Большая родня (Стельмах) - страница 742

— Наши приближаются, Дмитрий Тимофеевич! Наши приближаются! — обнял своего старшего друга.

— Наши! — наклонился к комиссару, трижды поцеловались и снова застыли посреди поля.


Весенними ярыми громами отзывалась даль.

Вот оно, долгожданное, властно постучало у ворот подольского приволья. И верилось и не верилось. И прислушивались партизаны к первому грому, боясь дышать, слово промолвить.

— Товарищи партизаны! В честь славной Красной Армии трехкратный салют! — радостно скомандовал Тур.

Выстрелы смешались со звонким «ура». Чубатые головы припадали к головам, в могучих партизанских объятиях трещали кости.

— Пантелей, хоть не задуши, а то мне еще своих увидеть хочется, — вырывался из медвежьих объятий Николай Остапец.
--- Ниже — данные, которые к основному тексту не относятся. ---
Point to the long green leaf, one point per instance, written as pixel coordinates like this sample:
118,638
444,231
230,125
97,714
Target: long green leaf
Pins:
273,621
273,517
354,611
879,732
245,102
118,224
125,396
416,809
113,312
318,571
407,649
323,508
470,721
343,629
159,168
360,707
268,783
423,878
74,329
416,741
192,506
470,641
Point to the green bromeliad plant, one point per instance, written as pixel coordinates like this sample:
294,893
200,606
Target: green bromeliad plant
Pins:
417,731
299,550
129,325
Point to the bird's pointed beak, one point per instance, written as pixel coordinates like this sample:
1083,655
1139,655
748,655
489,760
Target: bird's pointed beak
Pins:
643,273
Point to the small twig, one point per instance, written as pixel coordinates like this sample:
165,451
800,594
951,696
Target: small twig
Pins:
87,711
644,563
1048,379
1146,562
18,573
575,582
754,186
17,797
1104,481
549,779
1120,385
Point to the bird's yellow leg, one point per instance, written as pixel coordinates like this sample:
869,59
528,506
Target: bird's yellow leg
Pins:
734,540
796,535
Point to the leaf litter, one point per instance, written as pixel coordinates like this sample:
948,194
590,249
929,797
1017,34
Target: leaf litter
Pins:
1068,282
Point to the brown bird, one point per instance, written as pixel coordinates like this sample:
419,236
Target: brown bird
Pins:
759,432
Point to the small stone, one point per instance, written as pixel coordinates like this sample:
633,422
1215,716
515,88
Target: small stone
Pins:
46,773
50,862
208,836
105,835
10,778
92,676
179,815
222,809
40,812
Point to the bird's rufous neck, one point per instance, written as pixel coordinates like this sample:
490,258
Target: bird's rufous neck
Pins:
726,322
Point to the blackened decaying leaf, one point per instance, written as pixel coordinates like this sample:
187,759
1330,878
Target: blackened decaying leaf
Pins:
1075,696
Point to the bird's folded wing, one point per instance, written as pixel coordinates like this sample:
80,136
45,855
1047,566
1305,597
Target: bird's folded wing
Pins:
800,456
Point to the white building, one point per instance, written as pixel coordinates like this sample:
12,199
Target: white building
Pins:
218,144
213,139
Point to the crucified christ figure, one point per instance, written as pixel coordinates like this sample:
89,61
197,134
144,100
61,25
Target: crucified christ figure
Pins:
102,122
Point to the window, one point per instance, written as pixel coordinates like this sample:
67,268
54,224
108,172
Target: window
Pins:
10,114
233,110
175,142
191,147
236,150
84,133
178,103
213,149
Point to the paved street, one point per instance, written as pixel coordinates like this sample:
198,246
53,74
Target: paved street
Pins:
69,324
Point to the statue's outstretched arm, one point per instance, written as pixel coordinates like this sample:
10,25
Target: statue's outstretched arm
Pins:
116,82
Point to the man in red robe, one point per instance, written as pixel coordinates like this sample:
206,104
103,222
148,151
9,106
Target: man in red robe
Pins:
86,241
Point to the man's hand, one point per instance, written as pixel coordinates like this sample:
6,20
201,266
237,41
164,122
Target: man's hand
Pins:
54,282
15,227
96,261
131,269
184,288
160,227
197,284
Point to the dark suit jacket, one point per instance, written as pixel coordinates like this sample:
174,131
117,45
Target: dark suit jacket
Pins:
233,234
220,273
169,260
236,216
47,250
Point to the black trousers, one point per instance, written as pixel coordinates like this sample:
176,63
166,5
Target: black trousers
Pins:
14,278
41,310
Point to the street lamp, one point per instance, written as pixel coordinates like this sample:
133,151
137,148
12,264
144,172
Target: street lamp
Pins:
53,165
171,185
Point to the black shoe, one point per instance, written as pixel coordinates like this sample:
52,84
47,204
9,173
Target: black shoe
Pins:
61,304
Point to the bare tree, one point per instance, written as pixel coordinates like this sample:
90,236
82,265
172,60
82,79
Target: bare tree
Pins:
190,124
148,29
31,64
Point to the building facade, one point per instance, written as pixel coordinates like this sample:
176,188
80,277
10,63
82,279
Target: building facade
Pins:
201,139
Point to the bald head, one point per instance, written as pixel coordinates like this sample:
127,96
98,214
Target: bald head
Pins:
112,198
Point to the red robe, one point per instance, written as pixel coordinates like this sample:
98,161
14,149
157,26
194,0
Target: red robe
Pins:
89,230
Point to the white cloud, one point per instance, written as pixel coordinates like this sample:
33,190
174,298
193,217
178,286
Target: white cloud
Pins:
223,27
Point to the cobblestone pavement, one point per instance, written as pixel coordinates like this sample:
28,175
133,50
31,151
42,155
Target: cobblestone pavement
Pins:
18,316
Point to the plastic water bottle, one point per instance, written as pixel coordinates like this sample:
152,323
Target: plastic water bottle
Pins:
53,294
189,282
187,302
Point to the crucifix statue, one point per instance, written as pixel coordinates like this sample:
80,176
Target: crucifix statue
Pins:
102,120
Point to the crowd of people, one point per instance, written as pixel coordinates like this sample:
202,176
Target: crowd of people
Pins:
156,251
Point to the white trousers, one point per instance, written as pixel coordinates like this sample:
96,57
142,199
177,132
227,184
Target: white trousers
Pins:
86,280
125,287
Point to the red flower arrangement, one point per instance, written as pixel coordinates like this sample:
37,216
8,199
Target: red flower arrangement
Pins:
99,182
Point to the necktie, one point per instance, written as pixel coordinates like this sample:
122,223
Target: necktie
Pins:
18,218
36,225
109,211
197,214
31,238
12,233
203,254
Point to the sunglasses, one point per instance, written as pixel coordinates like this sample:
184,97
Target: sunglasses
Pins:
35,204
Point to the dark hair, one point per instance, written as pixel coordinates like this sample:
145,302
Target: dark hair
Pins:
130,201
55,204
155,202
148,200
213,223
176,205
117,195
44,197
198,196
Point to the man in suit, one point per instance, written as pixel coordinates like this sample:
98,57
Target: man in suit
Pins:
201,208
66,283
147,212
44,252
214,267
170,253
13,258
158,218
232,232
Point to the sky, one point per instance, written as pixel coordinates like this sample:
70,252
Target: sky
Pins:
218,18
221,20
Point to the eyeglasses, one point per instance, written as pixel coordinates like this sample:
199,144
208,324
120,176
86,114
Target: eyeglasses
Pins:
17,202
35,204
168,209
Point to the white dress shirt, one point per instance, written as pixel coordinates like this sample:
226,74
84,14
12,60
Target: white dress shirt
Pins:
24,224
Дмитрий после минутного забвения отыскал глазами Андрея и подошел к нему. Глубокие темные глаза парня сияли таким восторгом, какой бывает только у детей и влюбленных юношей. Не спуская глаз с сына, Дмитрий сегодня по-новому пережил родительское чувство любви. Он увидел в этом стройном подростке не только свое дитя, свою кровь, а и своего товарища, защитника родной земли, земли, которая уже просыпается, чувствуя настоящую весну.

И впервые за все это время ему захотелось взять сына на руки, почувствовать возле своей груди, понести, как когда-то нес его в ненастье. И наверное, сын тем подсознательным течением, которое всегда наперед раскрывает чувства родных по одному блеску глаз, мимике лица, недосказанным словам, понял своего отца, подошел к нему, протягивая небольшие красные руки. И Дмитрию показалось, что это не руки сына он берет в свои, а охватывает само счастье, чтобы никогда-никогда не выпустить его.

— С праздником вас, отец.

— С праздником, сын…

И пошли рядом к почерневшему лесу, касаясь плечом плеча, охваченные молчаливой радостью и любовью ко всему странному миру, к той чистой тайне, которая совершается вокруг, приближается к ним.

— Отец, посмотрите сюда, — немного отошел от дороги Андрей и показал пальцем на маленькую прогалинку, прикрытую тонким одеялом зернистого сырого снега. Посреди прогалинки, вокруг почерневшего пня, кружочком пробилась земля, и на ней закрасовались первые, еще с закрытыми глазами, подснежники, подходя к самой линии снега.

— Жизнь начинается, — тихо промолвил Дмитрий, и эти слова легко и величественно перенесли его в родные просторы, заплескавшиеся под искристым югом пшеницами, и девичьими песнями, и сладкой тоской, от которой сердце не замирает, а собирается шире охватить жизнь.

В полдень Дмитрия и Тура вызвали в штаб партизанского соединения.